Neglected baby adopted and thriving, mother says

A mother convicted of failing to provide him with the necessaries of life wants people to know that’s not the end of the story.

A mother convicted of assaulting her infant son and failing to provide him with the necessaries of life wants people to know that’s not the end of the story.

“I don’t want my son’s story to get lost in translation,” the 24-year-old woman said Wednesday after the story of her Feb. 26 conviction ran in the Tribune. “My son was adopted by a couple I know who couldn’t have children. He’s been with them since December 2013 and the adoption was finalized last month.”

The woman, referred to as SH to protect her son N’s identity, said it is an open adoption.

She can see N every six months, she talks with him through social media, sends him presents and buys him Halloween costumes.

“His parents and I have a great relationship and he knows I’m his mommy,” she said.

N will turn five years old in September and is on par with children his age, SH said.

“He’s intelligent, and has no health issues at all, except he was born with a lazy eye but that’s about it.”

SH said when she was pregnant at 19 she wanted her child and didn’t consider putting him up for adoption.

“I thought I could raise a child,” she said.

Looking back now she said she’s learned what she did was wrong and how she could have fixed it.

Her failure to make sure N was eating properly was due to her misconception that babies only need to be fed when they are crying, she said.

The adoption wasn’t something SH asked for at first, but once the doctors and social workers involved determined N wasn’t thriving in her care, he was placed in foster care by the time he was seven months old.

“Three months later they wanted me to do all these things to get him back, but I was too depressed,” SH recalled. “They let me have him in the summer of that year but I couldn’t handle being a single mom and he was in respite more than he was with me.”

Before his first birthday, N was removed permanently and within a few months SH was charged with assault and failing to provided necessities.

“I don’t remember a lot of that first year. It was pretty blank and black from the depression,” SH said. “The police have it on record that I had a black out and briefly shook him and the guy I was with took him out of my hands, smacked me up the side of the head.
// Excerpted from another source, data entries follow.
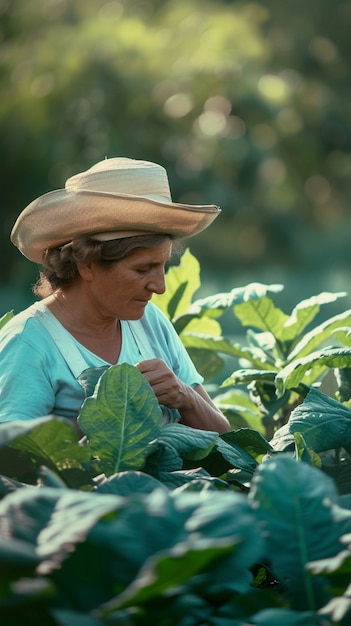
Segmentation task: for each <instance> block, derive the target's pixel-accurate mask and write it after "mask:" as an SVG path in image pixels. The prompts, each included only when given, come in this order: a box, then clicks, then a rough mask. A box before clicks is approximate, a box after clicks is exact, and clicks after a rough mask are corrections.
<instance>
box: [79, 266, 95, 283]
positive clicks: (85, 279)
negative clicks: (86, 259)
mask: <svg viewBox="0 0 351 626" xmlns="http://www.w3.org/2000/svg"><path fill="white" fill-rule="evenodd" d="M77 269H78V272H79V276H80V277H81V278H82V279H83V280H88V281H91V280H92V279H93V277H94V271H93V268H92V266H91V265H78V267H77Z"/></svg>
I snapped out of it and didn’t even know what I had done until it was over.”

After she was charged, SH participated in a family group conference with her lawyer, the birth father who had not been in the picture since half way through the pregnancy, and the Ministry of Children and Family Development and their lawyer.

“I went home and I thought if someone’s got to adopt my baby I want to see if it can be someone I know,” SH said.
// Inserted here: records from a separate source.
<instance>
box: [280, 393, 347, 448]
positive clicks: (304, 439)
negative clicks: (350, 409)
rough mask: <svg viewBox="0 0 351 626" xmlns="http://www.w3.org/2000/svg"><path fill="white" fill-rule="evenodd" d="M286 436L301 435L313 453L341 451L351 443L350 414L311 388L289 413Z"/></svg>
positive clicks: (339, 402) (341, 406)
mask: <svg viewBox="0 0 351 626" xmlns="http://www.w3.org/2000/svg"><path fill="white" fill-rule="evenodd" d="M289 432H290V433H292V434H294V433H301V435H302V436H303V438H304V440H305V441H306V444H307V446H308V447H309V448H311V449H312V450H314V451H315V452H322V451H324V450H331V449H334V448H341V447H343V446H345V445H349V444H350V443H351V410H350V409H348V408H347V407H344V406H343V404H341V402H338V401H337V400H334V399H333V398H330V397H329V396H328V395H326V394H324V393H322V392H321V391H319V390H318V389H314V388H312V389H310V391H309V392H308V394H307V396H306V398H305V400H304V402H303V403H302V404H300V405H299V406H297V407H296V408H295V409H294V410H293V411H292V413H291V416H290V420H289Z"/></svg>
The adoption was put in motion in the summer of 2013, N was placed with the couple in December of that year, and the adoption was finalized last month.
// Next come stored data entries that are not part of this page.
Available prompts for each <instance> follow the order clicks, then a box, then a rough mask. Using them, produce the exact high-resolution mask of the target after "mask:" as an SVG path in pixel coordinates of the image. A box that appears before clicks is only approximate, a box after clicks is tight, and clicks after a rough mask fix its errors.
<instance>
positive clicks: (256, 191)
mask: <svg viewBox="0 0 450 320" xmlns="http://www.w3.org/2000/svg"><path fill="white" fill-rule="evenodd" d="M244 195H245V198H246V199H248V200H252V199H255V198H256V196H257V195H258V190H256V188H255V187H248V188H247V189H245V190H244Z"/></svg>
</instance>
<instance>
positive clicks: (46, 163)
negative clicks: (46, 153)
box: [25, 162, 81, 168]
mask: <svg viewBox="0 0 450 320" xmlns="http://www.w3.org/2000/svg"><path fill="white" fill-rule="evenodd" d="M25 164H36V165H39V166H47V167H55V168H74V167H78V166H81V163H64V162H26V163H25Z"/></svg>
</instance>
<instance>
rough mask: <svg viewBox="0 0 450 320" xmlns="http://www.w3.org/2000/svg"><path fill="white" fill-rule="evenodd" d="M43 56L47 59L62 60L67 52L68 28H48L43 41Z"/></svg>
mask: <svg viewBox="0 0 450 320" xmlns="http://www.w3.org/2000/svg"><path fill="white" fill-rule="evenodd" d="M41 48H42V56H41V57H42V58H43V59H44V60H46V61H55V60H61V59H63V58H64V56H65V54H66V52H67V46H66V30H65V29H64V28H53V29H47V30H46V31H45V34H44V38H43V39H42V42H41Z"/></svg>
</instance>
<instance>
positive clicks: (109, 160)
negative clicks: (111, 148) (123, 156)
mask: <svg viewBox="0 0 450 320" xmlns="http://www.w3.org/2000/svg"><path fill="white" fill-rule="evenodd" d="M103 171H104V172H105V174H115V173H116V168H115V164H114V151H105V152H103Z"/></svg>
SH encourages other women suffering with depression to ask for help.

“I have had depression since I was in Grade 7 that was never dealt with,” SH said.

When the baby was born SH found herself “terrified” of him, she recalled.

“I didn’t touch him very much. I was kind of scared of my son.”

RH, a man she moved in with a week before N’s birth, tried to get her some help, but she was stubborn and too scared, she said.

Her wake up call came in May 2013 when she was diagnosed with post traumatic stress disorder and borderline personality disorder from her own abandonment issues.

To combat that, she now takes medication for depression and she sees counsellors regularly.

SH will be sentenced on one count of common assault and failing to provide the necessaries of life at a later date.